Thursday, January 19, 2017

UNIT 1012 BOOK CLUB – LIFE WITHOUT PAROLE: AMERICA’S NEW DEATH PENALTY?



We, the comrades of Unit 1012, are truly well aware that once the death penalty is abolished, the ACLU Demons will want to end LWOP.

            We, the comrades of Unit 1012: The VFFDP, DO NOT TRUST them at all and we know that they are nothing but liars who value the lives of murderers and evildoers, with the plan on putting innocent people’s lives at risk of getting murdered. These Anti-Death Penalty Activists are all the ACLU Demons.

            We endorse this book as we want to show what they mean by ending LWOP.



Life without Parole: America's New Death Penalty? (The Charles Hamilton Houston Institute Series on Race and Justice) Paperback – June 4, 2012
by Charles J. Ogletree Jr. (Editor), Austin Sarat (Editor)

Is life without parole the perfect compromise to the death penalty? Or is it as ethically fraught as capital punishment? This comprehensive, interdisciplinary anthology treats life without parole as “the new death penalty.” Editors Charles J. Ogletree, Jr. and Austin Sarat bring together original work by prominent scholars in an effort to better understand the growth of life without parole and its social, cultural, political, and legal meanings. What justifies the turn to life imprisonment? How should we understand the fact that this penalty is used disproportionately against racial minorities? What are the most promising avenues for limiting, reforming, or eliminating life without parole sentences in the United States? Contributors explore the structure of life without parole sentences and the impact they have on prisoners, where the penalty fits in modern theories of punishment, and prospects for (as well as challenges to) reform.

Editorial Reviews

Review

“One frightening by-product of the American struggle over capital punishment is the proliferation of Life Without Parole as its bastard offspring.  LWOP is embraced without scrutiny by abolitionists who assume that anything is better than execution.  It is enshrined as a prosecutorial consolation prize when cases meet the technical standards for 'capital' murder but defendants lack blameworthiness.  The unqualified condemnation of LWOP comes from a crazy displacement of distrust that puts extra suffering on offenders because citizens don’t trust those who govern.
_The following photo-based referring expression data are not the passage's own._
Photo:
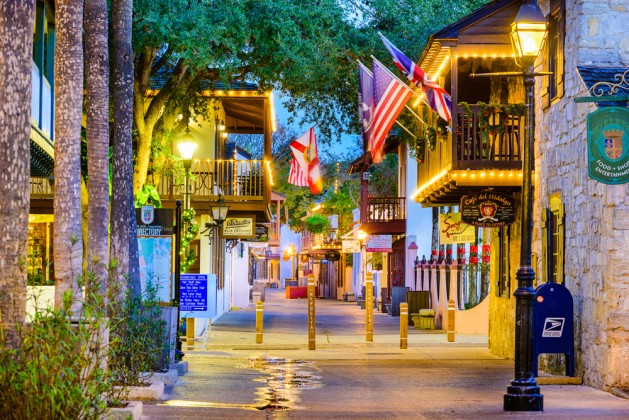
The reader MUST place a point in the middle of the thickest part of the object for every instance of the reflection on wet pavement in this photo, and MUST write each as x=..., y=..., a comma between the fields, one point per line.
x=284, y=381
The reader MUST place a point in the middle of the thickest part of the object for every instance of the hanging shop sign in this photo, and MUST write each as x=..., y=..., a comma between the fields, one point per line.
x=379, y=243
x=453, y=231
x=241, y=227
x=487, y=209
x=608, y=145
x=154, y=222
x=351, y=246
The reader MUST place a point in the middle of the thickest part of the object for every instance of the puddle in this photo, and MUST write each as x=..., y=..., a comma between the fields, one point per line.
x=283, y=382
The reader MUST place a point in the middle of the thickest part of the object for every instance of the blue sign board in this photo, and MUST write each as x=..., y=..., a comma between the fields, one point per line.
x=193, y=290
x=553, y=323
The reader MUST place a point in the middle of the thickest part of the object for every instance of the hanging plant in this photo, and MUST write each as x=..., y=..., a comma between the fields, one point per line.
x=316, y=223
x=431, y=138
x=189, y=232
x=441, y=129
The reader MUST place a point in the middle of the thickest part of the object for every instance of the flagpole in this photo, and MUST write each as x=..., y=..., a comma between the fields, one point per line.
x=406, y=129
x=408, y=87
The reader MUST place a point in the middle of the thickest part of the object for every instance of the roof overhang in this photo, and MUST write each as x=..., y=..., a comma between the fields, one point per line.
x=448, y=186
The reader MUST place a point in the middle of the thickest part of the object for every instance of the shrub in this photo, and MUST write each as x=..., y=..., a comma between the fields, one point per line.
x=140, y=339
x=59, y=369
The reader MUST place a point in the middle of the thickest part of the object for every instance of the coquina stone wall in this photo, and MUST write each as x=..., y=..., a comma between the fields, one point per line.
x=596, y=214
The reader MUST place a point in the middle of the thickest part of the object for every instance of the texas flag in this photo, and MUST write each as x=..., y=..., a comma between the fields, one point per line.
x=305, y=164
x=436, y=96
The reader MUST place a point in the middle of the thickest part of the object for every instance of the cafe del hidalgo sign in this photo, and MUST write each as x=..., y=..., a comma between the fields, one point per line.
x=608, y=145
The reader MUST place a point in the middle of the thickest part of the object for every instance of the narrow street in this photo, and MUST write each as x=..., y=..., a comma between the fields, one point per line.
x=345, y=377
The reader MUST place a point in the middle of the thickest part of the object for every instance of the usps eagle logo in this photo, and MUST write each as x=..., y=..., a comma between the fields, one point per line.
x=148, y=214
x=613, y=143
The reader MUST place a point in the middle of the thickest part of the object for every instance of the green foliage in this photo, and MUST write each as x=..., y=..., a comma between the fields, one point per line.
x=316, y=223
x=383, y=177
x=188, y=234
x=140, y=338
x=59, y=370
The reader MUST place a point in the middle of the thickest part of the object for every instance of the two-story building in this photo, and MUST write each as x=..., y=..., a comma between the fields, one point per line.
x=579, y=223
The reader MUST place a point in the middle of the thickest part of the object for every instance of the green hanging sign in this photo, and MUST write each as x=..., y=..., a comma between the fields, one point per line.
x=608, y=145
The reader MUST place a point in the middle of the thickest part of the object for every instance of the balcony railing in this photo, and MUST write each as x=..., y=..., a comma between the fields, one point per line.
x=241, y=180
x=385, y=209
x=234, y=180
x=481, y=138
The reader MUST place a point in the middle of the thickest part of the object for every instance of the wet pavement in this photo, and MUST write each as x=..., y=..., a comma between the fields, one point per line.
x=346, y=377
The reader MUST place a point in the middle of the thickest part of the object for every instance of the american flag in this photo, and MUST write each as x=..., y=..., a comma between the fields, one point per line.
x=305, y=163
x=365, y=103
x=389, y=97
x=436, y=96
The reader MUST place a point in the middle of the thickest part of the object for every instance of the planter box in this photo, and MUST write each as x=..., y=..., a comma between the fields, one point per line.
x=296, y=292
x=133, y=410
x=181, y=366
x=153, y=392
x=168, y=378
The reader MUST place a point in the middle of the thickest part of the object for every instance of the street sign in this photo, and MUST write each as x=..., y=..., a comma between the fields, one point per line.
x=194, y=293
x=553, y=323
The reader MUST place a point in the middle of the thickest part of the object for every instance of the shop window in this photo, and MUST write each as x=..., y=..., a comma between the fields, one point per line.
x=553, y=245
x=552, y=86
x=503, y=282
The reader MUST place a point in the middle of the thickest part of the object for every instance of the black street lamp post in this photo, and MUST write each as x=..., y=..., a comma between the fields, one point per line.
x=186, y=146
x=528, y=32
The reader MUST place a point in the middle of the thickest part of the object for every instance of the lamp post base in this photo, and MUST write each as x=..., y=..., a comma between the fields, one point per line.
x=523, y=397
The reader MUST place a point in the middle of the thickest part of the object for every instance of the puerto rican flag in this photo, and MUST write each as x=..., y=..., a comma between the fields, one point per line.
x=436, y=96
x=305, y=163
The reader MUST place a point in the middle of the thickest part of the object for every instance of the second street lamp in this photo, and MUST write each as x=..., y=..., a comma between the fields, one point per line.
x=527, y=35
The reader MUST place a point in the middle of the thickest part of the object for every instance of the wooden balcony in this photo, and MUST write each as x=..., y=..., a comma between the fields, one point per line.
x=234, y=180
x=484, y=149
x=243, y=184
x=383, y=215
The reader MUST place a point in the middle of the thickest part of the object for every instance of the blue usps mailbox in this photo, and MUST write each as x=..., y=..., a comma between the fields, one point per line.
x=553, y=316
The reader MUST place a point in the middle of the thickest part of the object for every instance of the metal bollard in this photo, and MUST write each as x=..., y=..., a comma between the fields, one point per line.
x=312, y=323
x=451, y=321
x=369, y=307
x=403, y=325
x=190, y=332
x=259, y=321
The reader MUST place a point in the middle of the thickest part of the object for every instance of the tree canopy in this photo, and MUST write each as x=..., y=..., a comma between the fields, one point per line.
x=306, y=49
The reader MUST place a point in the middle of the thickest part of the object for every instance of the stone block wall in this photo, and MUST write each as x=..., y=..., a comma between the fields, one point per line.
x=596, y=214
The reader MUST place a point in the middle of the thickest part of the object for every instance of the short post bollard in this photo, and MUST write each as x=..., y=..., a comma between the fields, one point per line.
x=190, y=332
x=369, y=306
x=259, y=321
x=312, y=323
x=451, y=321
x=403, y=325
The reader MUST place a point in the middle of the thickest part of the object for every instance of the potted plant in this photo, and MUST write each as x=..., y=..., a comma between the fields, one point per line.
x=316, y=224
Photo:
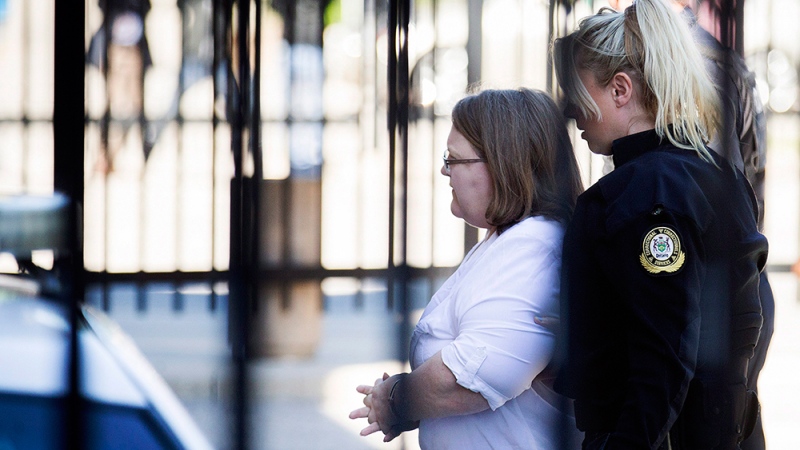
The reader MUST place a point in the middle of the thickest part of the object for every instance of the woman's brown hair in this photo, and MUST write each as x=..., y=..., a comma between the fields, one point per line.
x=523, y=137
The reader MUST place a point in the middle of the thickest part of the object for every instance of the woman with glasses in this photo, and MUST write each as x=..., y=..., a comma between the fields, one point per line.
x=477, y=353
x=662, y=257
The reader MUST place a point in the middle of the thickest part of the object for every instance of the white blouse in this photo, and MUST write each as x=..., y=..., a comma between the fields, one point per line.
x=482, y=320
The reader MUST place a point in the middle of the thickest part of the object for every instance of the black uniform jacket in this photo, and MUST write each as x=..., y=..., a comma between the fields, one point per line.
x=660, y=289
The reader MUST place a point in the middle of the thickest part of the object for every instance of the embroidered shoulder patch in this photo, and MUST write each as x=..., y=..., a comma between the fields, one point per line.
x=661, y=251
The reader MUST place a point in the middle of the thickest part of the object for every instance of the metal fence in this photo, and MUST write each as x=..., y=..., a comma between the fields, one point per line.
x=265, y=154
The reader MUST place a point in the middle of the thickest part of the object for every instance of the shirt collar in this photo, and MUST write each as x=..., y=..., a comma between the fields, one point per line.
x=629, y=147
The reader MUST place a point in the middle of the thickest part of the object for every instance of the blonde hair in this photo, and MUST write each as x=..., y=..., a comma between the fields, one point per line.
x=527, y=148
x=653, y=45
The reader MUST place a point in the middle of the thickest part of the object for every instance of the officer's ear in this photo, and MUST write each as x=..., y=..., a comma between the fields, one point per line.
x=621, y=87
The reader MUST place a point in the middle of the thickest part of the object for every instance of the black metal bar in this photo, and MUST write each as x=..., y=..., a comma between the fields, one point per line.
x=399, y=19
x=242, y=288
x=68, y=157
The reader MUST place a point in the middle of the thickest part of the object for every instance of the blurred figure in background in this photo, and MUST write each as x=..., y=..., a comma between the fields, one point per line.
x=742, y=140
x=119, y=49
x=663, y=256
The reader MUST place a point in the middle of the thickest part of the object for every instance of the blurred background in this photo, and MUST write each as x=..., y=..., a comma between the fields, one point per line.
x=262, y=206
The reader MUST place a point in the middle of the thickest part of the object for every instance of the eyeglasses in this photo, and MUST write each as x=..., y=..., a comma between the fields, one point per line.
x=448, y=161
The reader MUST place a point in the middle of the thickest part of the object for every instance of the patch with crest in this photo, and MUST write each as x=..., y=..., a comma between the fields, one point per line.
x=661, y=251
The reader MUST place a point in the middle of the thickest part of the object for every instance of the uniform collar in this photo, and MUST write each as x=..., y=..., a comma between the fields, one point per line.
x=629, y=147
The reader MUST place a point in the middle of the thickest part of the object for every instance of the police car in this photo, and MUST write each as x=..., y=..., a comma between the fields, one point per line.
x=125, y=403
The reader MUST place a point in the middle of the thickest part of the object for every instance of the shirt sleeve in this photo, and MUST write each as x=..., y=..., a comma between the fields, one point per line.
x=499, y=348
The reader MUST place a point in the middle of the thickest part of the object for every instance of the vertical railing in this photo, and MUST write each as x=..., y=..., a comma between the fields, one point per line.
x=68, y=134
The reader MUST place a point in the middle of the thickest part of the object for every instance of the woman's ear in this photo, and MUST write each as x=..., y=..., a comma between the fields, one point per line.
x=621, y=89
Fighting capital punishment must be a central concern in the United States.  But threats to human rights rarely develop one at a time, so injustice must be fought on multiple fields of engagement.  Ogletree, Sarat, and their distinguished contributors perform an important public service by taking a sustained look at yet another dangerous punitive excess.”
-Franklin Zimring,William G. Simon Professor of Law, University of California, Berkeley

"The authors arguments are valid and strong."-Criminal Law and Criminal Justice Book Review

"An essential title for students of criminal justice."-Library Journal

"An essential title for students of criminal justice."-Frances Sandiford,Library Journal
"A timely and engaging wake-up call, Life Without Parole is the first sustained attempt to understand the meaning of the newest weapon in the American punitive armory. This provocative collection, clear-sighted in its prophetic potential, questions whether LWOP is a humane alternative to the death penalty or a fate worse than death. A must-read for all who want to understand the dark underside of twenty-first century democracy in a country where ever more citizens are condemned to a vast penal complex that redefines death as it expands criminality."
-Colin Dayan,author of The Law is a White Dog
"Life Without Parole raises fundamental concerns both about the justice and the wisdom of this uniquely American phenomenon. It also poses uncomfortable questions for the reform community about the complex intersection between the death penalty and life without parole. If we hope to produce a justice system premised on human rights, we will have to find ways to respond to these challenges. Life Without Parole does a masterful job of pointing us in the right direction to begin that process."
-Marc Mauer,Executive Director, The Sentencing Project

About the Author

Charles J. Ogletree, Jr. is Jesse Climenko Professor of Law and Executive Director of the Charles Hamilton Houston Institute for Race and Justice at Harvard Law School. Previous collaborations for NYU Press with Austin Sarat include From Lynch Mobs to the Killing State: Race and the Death Penalty in America (2006), When Law Fails: Making Sense of Miscarraiges of Justice (2009), and The Road to Abolition? The Future of Capital Punishment in the United States (2010).

Austin Sarat is William Nelson Cromwell Professor of Jurisprudence and Political Science at Amherst College. Previous collaborations for NYU Press with Charles J. Ogletree include From Lynch Mobs to the Killing State: Race and the Death Penalty in America (2006), When Law Fails: Making Sense of Miscarraiges of Justice (2009), and The Road to Abolition? The Future of Capital Punishment in the United States (2010).